Dándole vueltas al tema de las dichosas tizas, J., por cuyas manos ha pasado gran parte de nuestro patrimonio histórico-artístico (lo mismo manipula el peroné de tu tátara-tátara-tátara-abuela vascona, como un mural pintado en una pared, el corazón secorro de un Évreux o un mosaico del año catapún chispero), se acordó del conjunto escultórico del Paseo Sarasate.
En la actualidad, para el traslado de piezas artísticas valiosas se emplean vehículos acondicionados con suspensión neumática y sensores de movimiento, así como cajas construidas a medida, ignífugas, indeformables, con aislamiento térmico, de la humedad, y todo el coplero. Durante el proceso se realizan, además, exhaustivos controles del estado de conservación de la obra, que se documentan en informes, y mediante fotografías. Antes, en cambio, las cosas se resolvían con más ingenio que medios: Cuando, en 1972, se descubrió que dos piezas del conjunto escultórico del Paseo Sarasate no representaban a monarcas navarros sino a sendos impostores** se procedió a reemplazarlas por otras dos estatuas procedentes del mismo almacén madrileño. A falta de un método más adecuado para transportar semejantes mazacotes, se recurrió a camiones llenos de arena para amortiguar sacudidas o posibles impactos.

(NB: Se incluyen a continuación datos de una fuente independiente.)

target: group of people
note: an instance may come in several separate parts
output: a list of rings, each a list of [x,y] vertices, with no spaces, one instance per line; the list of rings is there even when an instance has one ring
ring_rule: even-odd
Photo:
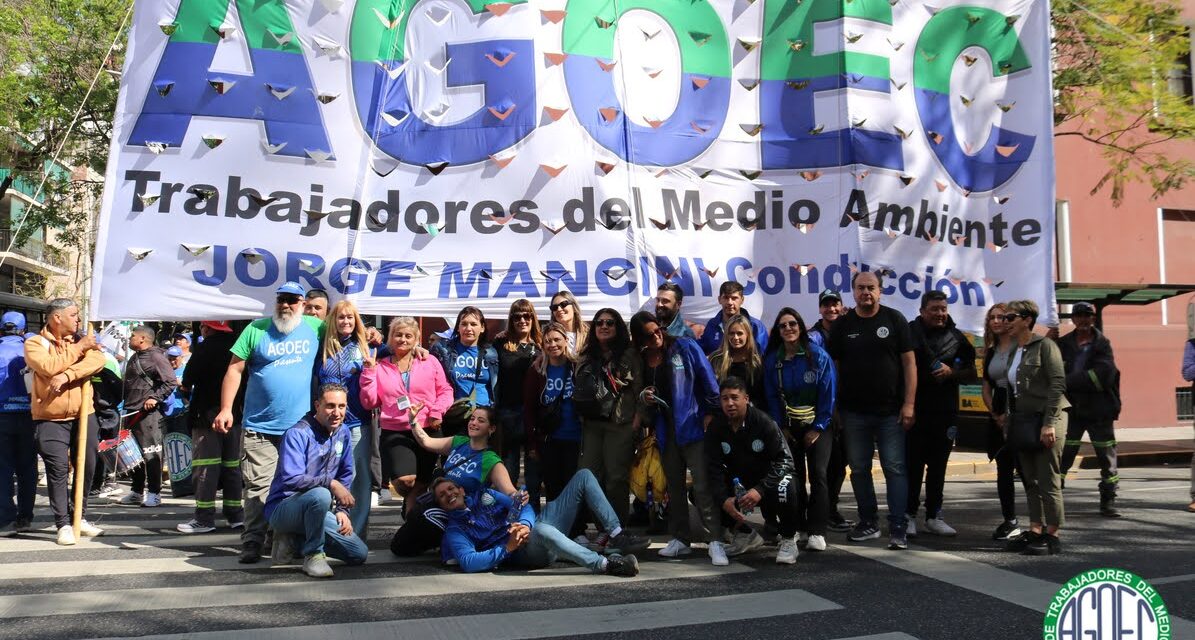
[[[178,530],[213,531],[220,505],[226,524],[241,530],[242,563],[269,554],[326,577],[328,557],[365,562],[374,491],[385,488],[403,499],[391,550],[439,548],[465,571],[564,559],[633,576],[634,553],[648,540],[624,527],[643,512],[667,514],[665,558],[706,542],[711,561],[725,565],[775,541],[776,561],[791,564],[802,547],[824,550],[831,531],[856,542],[881,536],[877,449],[888,547],[905,549],[917,535],[922,506],[923,532],[953,536],[942,508],[945,472],[959,385],[975,381],[976,351],[944,293],[925,294],[910,322],[881,303],[882,278],[854,275],[853,308],[830,289],[812,325],[784,308],[770,328],[743,308],[742,285],[726,282],[721,311],[699,337],[693,327],[701,325],[684,320],[683,290],[670,282],[659,287],[654,312],[629,321],[611,308],[586,321],[576,298],[560,292],[547,323],[518,300],[491,335],[482,311],[467,306],[430,348],[415,318],[394,318],[383,335],[351,301],[330,304],[326,293],[287,282],[271,315],[239,334],[205,321],[194,345],[182,335],[162,349],[152,329],[138,326],[117,366],[79,331],[75,304],[54,300],[36,336],[21,336],[23,318],[3,318],[0,472],[15,474],[19,490],[16,507],[0,493],[0,525],[30,529],[36,451],[58,542],[101,533],[85,517],[77,531],[71,526],[67,494],[80,414],[93,428],[87,465],[75,476],[92,485],[104,394],[84,393],[103,386],[107,368],[121,379],[121,397],[108,404],[133,425],[146,460],[119,501],[160,504],[161,421],[186,420],[195,513]],[[1033,331],[1030,301],[988,311],[982,382],[1003,512],[993,537],[1011,550],[1061,550],[1062,479],[1084,431],[1101,463],[1101,512],[1118,515],[1119,373],[1093,315],[1075,305],[1075,331],[1055,341]],[[636,487],[633,511],[632,470],[645,459],[658,460],[664,477]],[[857,521],[838,508],[848,468]],[[1014,471],[1029,503],[1024,529]],[[10,482],[0,486],[11,491]],[[762,534],[748,522],[757,507]],[[591,524],[596,536],[586,535]]]

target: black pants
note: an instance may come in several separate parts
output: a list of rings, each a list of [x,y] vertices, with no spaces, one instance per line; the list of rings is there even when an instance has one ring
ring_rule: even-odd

De este modo, J. resolvió que la mejor (y tal vez única) manera de realizar la mudanza de las tizas de Oteiza era emular aquel sistema. Sustituyendo, eso sí, la arena por serrín, que resultaba menos abrasivo, y la caja del camión por... una de pastelería industrial. Desconozco si J. -no se lo he preguntado- era consciente del gesto implícito en su brillante ocurrencia. El caso
es que no eligió una barquilla de Phoskitos, Bonys ni Panteras Rosas... Tampoco una de huesicos de santo (es de suponer que estará hasta las narices de manipular reliquias). No optó por repostería local, inapropiada por su tendencia a la bastedad (imaginen llevar esas miniaturas en una bandeja de almendras garrapiñadas, caramelos con piñones de Tafalla o Rocas del Puy). No, su primera opción fue esa variante acolchada y glaseada de las tradicionales rosquillas: el dónut. Al contrario que el bollycao, el garrote o la pantxineta, cuyo atractivo se encuentra en el interior, el donut representa un postre atípico por su forma toroidal, definida por un hueco en el centro. Una pieza de bollería que pudiendo ser más completa, incorpora su propia ausencia estético-calórica. La poética del vaciado hecha merienda. El uts de los donuts: la plenitud espiritual de la forma y del gusto. Piénsenlo: ¿Qué le falta a la estela del padre Donostia de Agiña? Estar bañada en chocolate, claro. Megalito con regalito.
Desconozco también qué habría pensado Oteiza, famoso cascarrabias, de haberse entrado que el transporte se resolvió con estas cajas tan poco metafísicas. No sé, (y no hay forma de saberlo, ahora que sólo nos queda su ausencia) si era laminero (¿le gustarían al de Orio las oreo?) pero seguro que esta anécdota habría hecho sus delicias.